Thursday, April 21, 2011

Recurrence of results


Q: We run your system several times on the same or slightly changed input data and obtain the results, which do not match exactly in each case. Does it mean that the results are unstable and not trustworthy?

A: Our expert system contains very complex forecasting algorithms. It includes wavelet regressions, neural networks, complex statistical optimizers and nonlinear filters. These technologies involve calculations thousands times exceeding in volumes all typical indicators supplied with trading platforms. All computers operate on finite precision arithmetic. It typically has 15 digits accuracy. In very long and complex calculations even small discrepancies tend to sum up and bring noticeable divergences preventing the results of several runs to coincide exactly even on the same data supplied. What matters here, is the tendency in behavior of such errors.

If the results of several consecutive runs do not differ considerably and has the tendency to match exactly with the increase in the input data volume, then we can tell that algorithm is stable and has the convergence point in the multidimensional phase space. In other words, we can say that algorithm has attractor, which guarantees statistical accuracy and consistency of the results on the ensemble of representative input statistics. Convergence is governed by Lyapunov exponents and other chaos measures. This style of convergence escapes full literacy and exhibits sporadic misfits and other phenomena. Key indicator is then steady decrease in the number and amplitude of such deviations with increase of data series length, which indicates underlying model convergence to stable result in terms of its phase space.

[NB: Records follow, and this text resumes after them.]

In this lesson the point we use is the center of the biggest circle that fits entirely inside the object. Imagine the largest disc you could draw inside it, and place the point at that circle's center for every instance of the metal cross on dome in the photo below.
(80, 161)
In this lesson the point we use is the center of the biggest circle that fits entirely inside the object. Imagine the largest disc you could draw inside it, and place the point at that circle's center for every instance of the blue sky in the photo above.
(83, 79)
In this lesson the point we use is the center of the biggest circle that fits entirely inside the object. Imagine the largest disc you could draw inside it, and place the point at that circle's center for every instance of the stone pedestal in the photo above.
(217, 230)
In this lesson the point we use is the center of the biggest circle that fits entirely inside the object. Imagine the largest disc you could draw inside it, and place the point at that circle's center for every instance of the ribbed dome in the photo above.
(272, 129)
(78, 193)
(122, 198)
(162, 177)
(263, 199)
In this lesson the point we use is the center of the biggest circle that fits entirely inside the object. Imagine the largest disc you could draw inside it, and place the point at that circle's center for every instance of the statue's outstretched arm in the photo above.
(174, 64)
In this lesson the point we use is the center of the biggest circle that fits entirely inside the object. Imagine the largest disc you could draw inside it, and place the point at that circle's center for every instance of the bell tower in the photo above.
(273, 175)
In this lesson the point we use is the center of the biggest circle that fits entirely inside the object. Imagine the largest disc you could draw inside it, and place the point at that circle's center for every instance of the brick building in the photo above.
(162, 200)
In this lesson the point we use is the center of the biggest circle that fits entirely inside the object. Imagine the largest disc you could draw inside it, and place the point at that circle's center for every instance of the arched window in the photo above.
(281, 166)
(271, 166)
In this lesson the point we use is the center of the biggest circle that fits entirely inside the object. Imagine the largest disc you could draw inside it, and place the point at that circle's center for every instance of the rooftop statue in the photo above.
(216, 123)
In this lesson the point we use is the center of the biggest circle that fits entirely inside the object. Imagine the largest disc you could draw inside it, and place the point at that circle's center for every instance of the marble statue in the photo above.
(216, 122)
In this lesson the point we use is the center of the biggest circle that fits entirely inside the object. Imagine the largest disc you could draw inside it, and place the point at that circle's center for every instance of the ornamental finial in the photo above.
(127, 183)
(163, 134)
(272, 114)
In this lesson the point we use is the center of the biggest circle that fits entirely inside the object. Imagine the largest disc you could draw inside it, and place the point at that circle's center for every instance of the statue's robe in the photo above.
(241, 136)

Results of all our algorithms generally coincide in consecutive runs. Coincidence is, however, not literal because of convergence aspects of inner optimizers. On short data series, coincidence is poor or even completely absent due to statistically insignificant data. Coincidence much improves on longer series and gets better with additional data added in most cases. It indicates correct model structure and its applicability to market forecasting. In many cases, good reproduction of results requires quite long data series of thousand points and more. Exactly this statistical convergence gives our technology fundamental benefits over the most common technical indicators.